Some Comments about Chapter 11 of Samuels & Witmer
Section 11.1
- (p. 465, The problem of multiple comparisons)
One way to work around the multiple comparison problem is to make a
simple adjustment for the fact that doing all of the two-sample
comparisons makes the probability of at least one type I error
a value much greater than the type I error rate for each individual
test. Suppose that we have I = 5 groups, so that
5C2 = 10 pairwise comparisons can be considered.
If each of the 10 pairwise tests are done at level 0.005, then Boole's
inequality (a probability fact that is easy to understand) gives us that
the overall chance of at least one type I error from the 10 tests cannot
be larger than 10*0.005 = 0.05. In general, for an overall probability
of at least one type I error to be limited to be no more than 0.05, we
can do each of the
IC2 pairwise tests at level
0.05/(IC2). Such a workaround is not the
best way to go about things when the variances can be assumed to be
equal, since it's a conservative approach, and methods introduced in Ch.

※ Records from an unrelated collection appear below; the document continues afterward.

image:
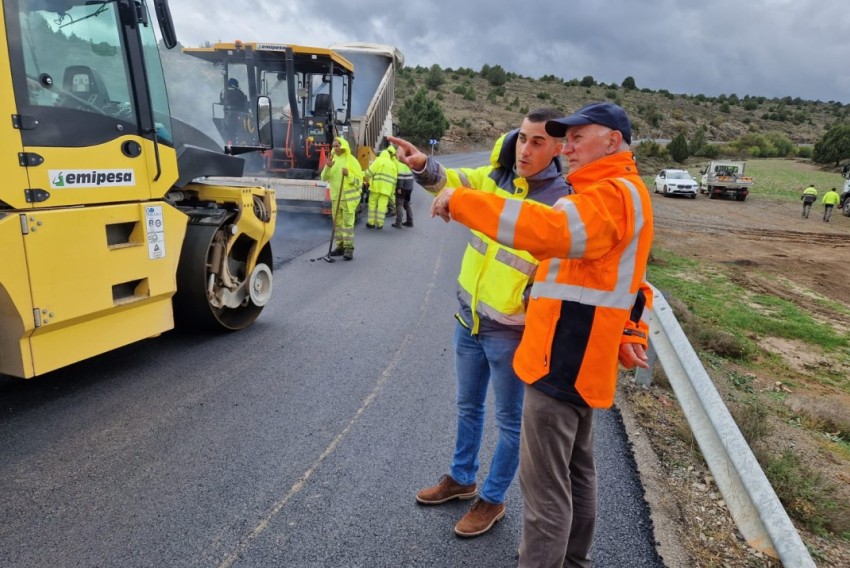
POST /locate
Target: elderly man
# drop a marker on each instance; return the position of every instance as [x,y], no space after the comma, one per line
[586,309]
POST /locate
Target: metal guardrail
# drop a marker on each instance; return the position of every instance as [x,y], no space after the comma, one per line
[755,508]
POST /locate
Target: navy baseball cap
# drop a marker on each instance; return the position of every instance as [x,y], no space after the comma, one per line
[606,114]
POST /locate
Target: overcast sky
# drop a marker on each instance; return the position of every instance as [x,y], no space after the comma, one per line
[772,48]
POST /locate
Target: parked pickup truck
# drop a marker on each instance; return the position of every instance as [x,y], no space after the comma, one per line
[725,179]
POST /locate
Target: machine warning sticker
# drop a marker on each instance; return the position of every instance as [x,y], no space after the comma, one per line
[156,231]
[69,179]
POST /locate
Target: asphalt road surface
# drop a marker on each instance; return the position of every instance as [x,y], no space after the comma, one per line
[299,442]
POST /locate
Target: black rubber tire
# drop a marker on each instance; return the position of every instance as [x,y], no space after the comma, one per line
[192,309]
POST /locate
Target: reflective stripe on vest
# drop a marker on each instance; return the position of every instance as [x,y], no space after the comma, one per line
[490,312]
[513,270]
[621,296]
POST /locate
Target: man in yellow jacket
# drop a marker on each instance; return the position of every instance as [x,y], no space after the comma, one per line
[492,294]
[593,247]
[343,173]
[382,175]
[830,200]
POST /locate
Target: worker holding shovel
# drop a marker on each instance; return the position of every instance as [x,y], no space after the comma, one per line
[342,171]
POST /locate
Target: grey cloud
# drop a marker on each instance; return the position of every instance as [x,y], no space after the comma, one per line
[770,48]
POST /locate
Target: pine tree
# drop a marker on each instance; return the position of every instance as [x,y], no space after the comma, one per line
[834,146]
[421,119]
[678,148]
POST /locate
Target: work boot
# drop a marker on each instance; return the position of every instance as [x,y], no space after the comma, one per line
[480,518]
[446,490]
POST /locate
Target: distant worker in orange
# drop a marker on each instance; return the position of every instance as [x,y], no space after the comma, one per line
[810,195]
[830,200]
[587,309]
[343,173]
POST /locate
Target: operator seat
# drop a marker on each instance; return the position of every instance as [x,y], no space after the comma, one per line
[85,83]
[322,105]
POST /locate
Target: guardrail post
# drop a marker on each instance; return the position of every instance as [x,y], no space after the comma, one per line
[644,376]
[751,500]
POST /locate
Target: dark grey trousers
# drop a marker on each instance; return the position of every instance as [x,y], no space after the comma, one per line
[557,477]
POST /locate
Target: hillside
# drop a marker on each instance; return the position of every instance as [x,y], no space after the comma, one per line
[474,124]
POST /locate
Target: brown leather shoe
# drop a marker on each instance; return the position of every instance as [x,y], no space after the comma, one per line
[446,490]
[480,518]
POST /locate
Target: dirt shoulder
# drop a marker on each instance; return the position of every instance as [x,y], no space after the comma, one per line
[764,246]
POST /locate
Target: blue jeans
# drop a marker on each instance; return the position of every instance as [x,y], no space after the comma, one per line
[478,360]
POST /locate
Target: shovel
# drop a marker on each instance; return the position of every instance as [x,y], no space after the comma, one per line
[328,257]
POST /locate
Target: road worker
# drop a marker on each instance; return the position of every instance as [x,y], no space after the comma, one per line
[492,291]
[382,176]
[810,195]
[345,177]
[587,308]
[404,188]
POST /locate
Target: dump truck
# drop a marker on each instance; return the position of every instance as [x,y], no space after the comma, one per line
[725,179]
[314,98]
[108,233]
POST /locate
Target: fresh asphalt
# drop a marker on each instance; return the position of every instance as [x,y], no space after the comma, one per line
[299,442]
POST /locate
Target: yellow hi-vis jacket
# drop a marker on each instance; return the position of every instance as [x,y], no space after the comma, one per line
[353,183]
[593,248]
[382,173]
[494,279]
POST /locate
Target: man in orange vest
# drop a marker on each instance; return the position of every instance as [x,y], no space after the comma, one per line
[588,308]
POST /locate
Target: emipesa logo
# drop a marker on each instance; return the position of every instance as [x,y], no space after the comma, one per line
[63,179]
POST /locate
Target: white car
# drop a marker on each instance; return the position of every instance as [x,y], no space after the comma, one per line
[676,182]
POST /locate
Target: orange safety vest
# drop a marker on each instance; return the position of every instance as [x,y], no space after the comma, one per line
[590,285]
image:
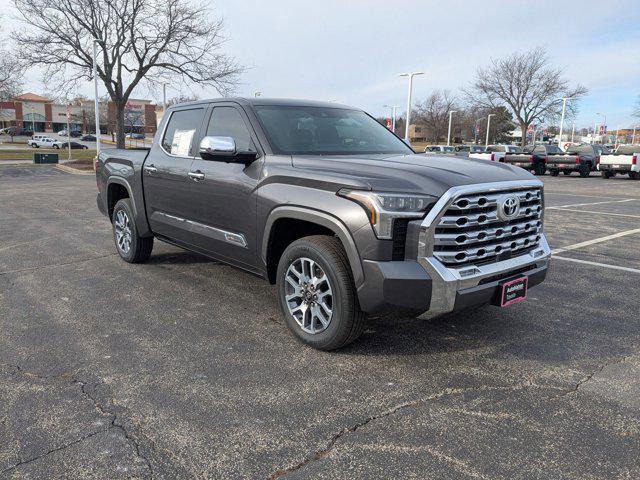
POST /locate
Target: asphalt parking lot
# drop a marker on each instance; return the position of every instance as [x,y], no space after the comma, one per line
[182,367]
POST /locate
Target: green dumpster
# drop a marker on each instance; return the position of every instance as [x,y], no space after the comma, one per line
[45,158]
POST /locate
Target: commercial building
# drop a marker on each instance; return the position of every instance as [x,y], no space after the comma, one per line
[41,114]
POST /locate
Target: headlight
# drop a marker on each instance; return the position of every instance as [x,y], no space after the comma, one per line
[382,208]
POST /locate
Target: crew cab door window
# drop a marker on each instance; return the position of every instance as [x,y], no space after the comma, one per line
[227,122]
[180,132]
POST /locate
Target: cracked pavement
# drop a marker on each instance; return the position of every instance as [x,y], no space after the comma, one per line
[182,367]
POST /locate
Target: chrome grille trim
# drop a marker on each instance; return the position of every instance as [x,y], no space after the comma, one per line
[449,279]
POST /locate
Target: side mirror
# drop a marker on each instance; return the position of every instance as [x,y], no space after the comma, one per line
[211,147]
[224,149]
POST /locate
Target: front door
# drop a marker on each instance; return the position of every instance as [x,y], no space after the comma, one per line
[223,199]
[165,177]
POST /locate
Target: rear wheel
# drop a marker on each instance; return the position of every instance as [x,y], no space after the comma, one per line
[131,247]
[316,293]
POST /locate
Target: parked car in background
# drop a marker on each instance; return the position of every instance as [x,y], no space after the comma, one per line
[43,141]
[440,149]
[470,148]
[138,136]
[332,207]
[495,152]
[19,131]
[74,145]
[578,158]
[532,157]
[623,161]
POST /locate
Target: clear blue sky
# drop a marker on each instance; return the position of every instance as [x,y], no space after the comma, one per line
[351,51]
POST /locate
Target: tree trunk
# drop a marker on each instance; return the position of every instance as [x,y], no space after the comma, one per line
[523,129]
[120,140]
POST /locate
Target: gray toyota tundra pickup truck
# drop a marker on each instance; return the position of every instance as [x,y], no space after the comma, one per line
[326,203]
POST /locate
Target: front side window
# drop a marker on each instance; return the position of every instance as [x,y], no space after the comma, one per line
[301,130]
[227,122]
[180,131]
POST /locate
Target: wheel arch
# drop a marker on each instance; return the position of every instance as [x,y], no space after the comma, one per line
[324,221]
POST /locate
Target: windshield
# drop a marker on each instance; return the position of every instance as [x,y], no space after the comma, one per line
[300,130]
[580,149]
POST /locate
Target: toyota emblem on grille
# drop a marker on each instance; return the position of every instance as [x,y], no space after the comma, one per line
[508,207]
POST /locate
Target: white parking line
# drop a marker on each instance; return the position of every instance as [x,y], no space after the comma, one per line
[596,240]
[596,264]
[556,207]
[593,211]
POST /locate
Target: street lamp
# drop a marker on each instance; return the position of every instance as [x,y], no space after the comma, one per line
[410,75]
[564,106]
[449,132]
[95,92]
[393,116]
[486,145]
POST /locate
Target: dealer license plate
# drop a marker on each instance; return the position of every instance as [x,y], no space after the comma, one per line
[513,291]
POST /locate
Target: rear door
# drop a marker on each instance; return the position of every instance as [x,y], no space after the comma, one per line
[222,204]
[167,188]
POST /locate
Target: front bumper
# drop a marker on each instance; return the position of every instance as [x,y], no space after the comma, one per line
[453,289]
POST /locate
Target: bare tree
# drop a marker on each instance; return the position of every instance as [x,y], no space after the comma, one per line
[10,75]
[433,113]
[138,40]
[527,85]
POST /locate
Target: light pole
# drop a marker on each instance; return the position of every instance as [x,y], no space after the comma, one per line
[393,116]
[95,92]
[564,107]
[410,75]
[449,131]
[486,144]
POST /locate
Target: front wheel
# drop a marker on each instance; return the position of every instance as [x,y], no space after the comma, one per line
[316,293]
[131,247]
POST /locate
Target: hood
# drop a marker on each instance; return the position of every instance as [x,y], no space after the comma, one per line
[432,174]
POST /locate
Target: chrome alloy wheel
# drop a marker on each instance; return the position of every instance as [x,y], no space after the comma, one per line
[123,231]
[308,295]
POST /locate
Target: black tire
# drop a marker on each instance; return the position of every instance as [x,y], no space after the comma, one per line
[140,248]
[347,321]
[585,170]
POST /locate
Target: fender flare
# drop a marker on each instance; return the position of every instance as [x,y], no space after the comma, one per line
[121,181]
[314,216]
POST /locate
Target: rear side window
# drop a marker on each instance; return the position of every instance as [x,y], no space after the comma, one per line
[181,130]
[227,122]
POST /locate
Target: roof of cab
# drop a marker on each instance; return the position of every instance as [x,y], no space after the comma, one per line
[256,101]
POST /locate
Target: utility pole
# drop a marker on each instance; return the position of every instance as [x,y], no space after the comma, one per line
[410,75]
[449,132]
[486,144]
[564,107]
[95,93]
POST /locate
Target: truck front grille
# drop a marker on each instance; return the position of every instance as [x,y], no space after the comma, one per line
[471,231]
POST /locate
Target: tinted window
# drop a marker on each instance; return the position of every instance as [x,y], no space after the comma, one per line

11 will be more powerful. But if the variances differ greatly, then the
Ch. 11 methods aren't so good, and using the scheme based on Boole's
inequality with Welch's statistic may be an attractive option. (There
are some methods which aren't as conservative that allow for
heteroscedasticity (unequal variances), but such methods aren't commonly
used.)
- (p. 465, Estimation of the standard deviation)
If the variances can be assumed to be equal, which is not always a
realistic assumption, then pooling the information from all of the
samples is a good idea. But if the variances differ enough, methods
based on an assumption of homoscedasticity, and involving a pooled
estimate of the (assumed common) standard deviation, can perform badly. If the
sample sizes are equal, or not too different, then the type I error rate
isn't affected so much by heteroscedasticity, but the power
characterisitcs of the test can be screwy. If the sample sizes differ
appreciably, the type I error rate of the commonly used testing
procedure can be very far from the nominal level --- resulting in either
a extremely anticonservative test, or in a test having rather poor
power.
- (p. 467, 1st paragraph) This paragraph explains why the phrase
ANalysis Of VAriance is used for a test about distribution means.
Section 11.2
- (p. 468) Rather than use n* for the total number
of observations (aka combined sample size), I might use the commonly
used N. (K is often used, instead of I, for the
number of groups. I'll try to use I, but may slip and use
K at times.) The grand mean is sometimes called the mean
of the combined sample.
- (p. 469 & p. 472) I've long been of the opinion that it isn't
worthwhile to
try to understand why the phrase degrees of freedom is used, and
why the specific df values are what they are.
- (p. 469, 1st gray box) The expression given is typically called
the sum of squares due to error and denoted SSE. I'll use SSE
instead of writing SS(within).
G&H (Grafen & Hails book) use SSE.
- (p. 470, 1st gray box) The expression given is typically called
the mean squares due to error and denoted MSE. I'll use MSE
instead of writing MS(within).
G&H (Grafen & Hails book) use EMS instead of MSE.
Section 11.3
- (pp. 476-477) Some books use alpha instead of tau in
the model statement (and assume the reader can keep this use of
alpha different from the use of alpha regarding the size
or level of the test. Whether tau or alpha is used in the
model statement, the term is often referred to as the treatment
effect (where S&W use "effect of group"). In this ANOVA setting,
this use of treatment effect gives how the mean of the ith
treatment distribution differs from the "grand population mean" (which
is somewhat of a nebulous thing). Some books use e instead of
epsilon for the error term, and I think it's good to do so, to
follow a convention of using Greek letters for constants (often of
unknown value, but not variable) and Roman letters for random variables.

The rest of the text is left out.